Wait a minute. 🧐 Why is the durable name set?

Recall that when we used SubscribeSync in part one, this created an ephemeral consumer. The consumer was given a random name and no durable name was set. When the subscription unsubscribed, the corresponding consumer was deleted.

Why isn't the behavior the same for QueueSubscribeSync?

Since the expected usage is for a group of subscribers, we need to know what the name of the consumer is (rather than a randomly generated one). This allows for multiple instances of js.QueueSubscribeSync("events.*.1", "db-writer") to be setup. The consumer will be created transparently on the first call, while the rest simply bind to the existing consumer.

Another reason is that if two members subscribed and one unsubscribed, we wouldn't want one of the member unsubscribing and deleting the consumer while others are still connected.

For these reasons, the behavior is different so consumers aren't deleted unexpectedly while still in use.

Explicit configuration

Setting up an explicit queue group consumer is just as simple as the non-group version. The only addition is the DeliverGroup field.
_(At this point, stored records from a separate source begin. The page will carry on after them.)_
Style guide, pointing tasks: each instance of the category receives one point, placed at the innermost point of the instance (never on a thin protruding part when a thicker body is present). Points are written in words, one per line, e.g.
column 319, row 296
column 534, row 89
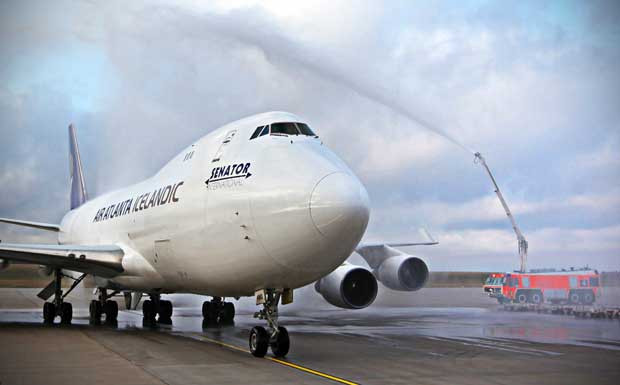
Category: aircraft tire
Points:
column 94, row 312
column 165, row 309
column 110, row 308
column 228, row 313
column 49, row 313
column 165, row 312
column 259, row 341
column 282, row 343
column 66, row 313
column 208, row 312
// Create the consumer with the same config options as above.
js.AddConsumer("events", &nats.ConsumerConfig{
  Durable: "db-writer",
  DeliverSubject: "_INBOX.5KNAwtzQRkLE3QRZpqcdZI",
  DeliverGroup: "db-writer",
  DeliverPolicy: nats.DeliverAllPolicy,
  AckPolicy: nats.AckExplicitPolicy,
  AckWait: 30*time.Second,
  MaxDeliver: -1,
  FilterSubject: "events.*.1",
  ReplayPolicy: nats.ReplayInstantPolicy,
  MaxAckPending: 65536,
})

How do we setup subscriptions for it now? As mentioned above, core NATS also supports queue groups and has the corresponding subscription methods.
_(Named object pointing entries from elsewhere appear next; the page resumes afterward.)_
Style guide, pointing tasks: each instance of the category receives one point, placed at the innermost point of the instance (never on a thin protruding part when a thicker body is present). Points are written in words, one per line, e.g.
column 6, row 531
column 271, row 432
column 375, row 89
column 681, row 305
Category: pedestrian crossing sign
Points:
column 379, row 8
// Create a subscription with the deliver subject and queue name.
nc.QueueSubscribeSync(
  "_INBOX.5KNAwtzQRkLE3QRZpqcdZI",
  "db-writer",
)

Multiple threads/processes/containers can now be deployed with this subscription and NATS will transparently distribute messages to all members of the group. Likewise, any can be removed and the remaining members will get the messages. And since this queue group is backed by a persistent stream, we can guarantee messages won't be dropped!

Takeaways

  • Core NATS queue groups are ideal for service deployments (request-reply interactions) since they are the low-latency and highly available. Requests are often retried by clients if a time out occurs, so dropped messages are not really an issue for this use case.
  • JetStream queue groups are ideal for queuing and streaming workloads where we've accepted a message/unit of work from a client. We need to persist it and ensure the message has been processed with respect to the stream's retention policy.
  • Use MaxAckPending(1) in a JetStream queue group to enforce ordered delivery/processing of messages.
  • It is possible for a message to be redelivered if ack to the server failed for some reason (this varies based on your network stability). Where possible implement message processing to be idempotent.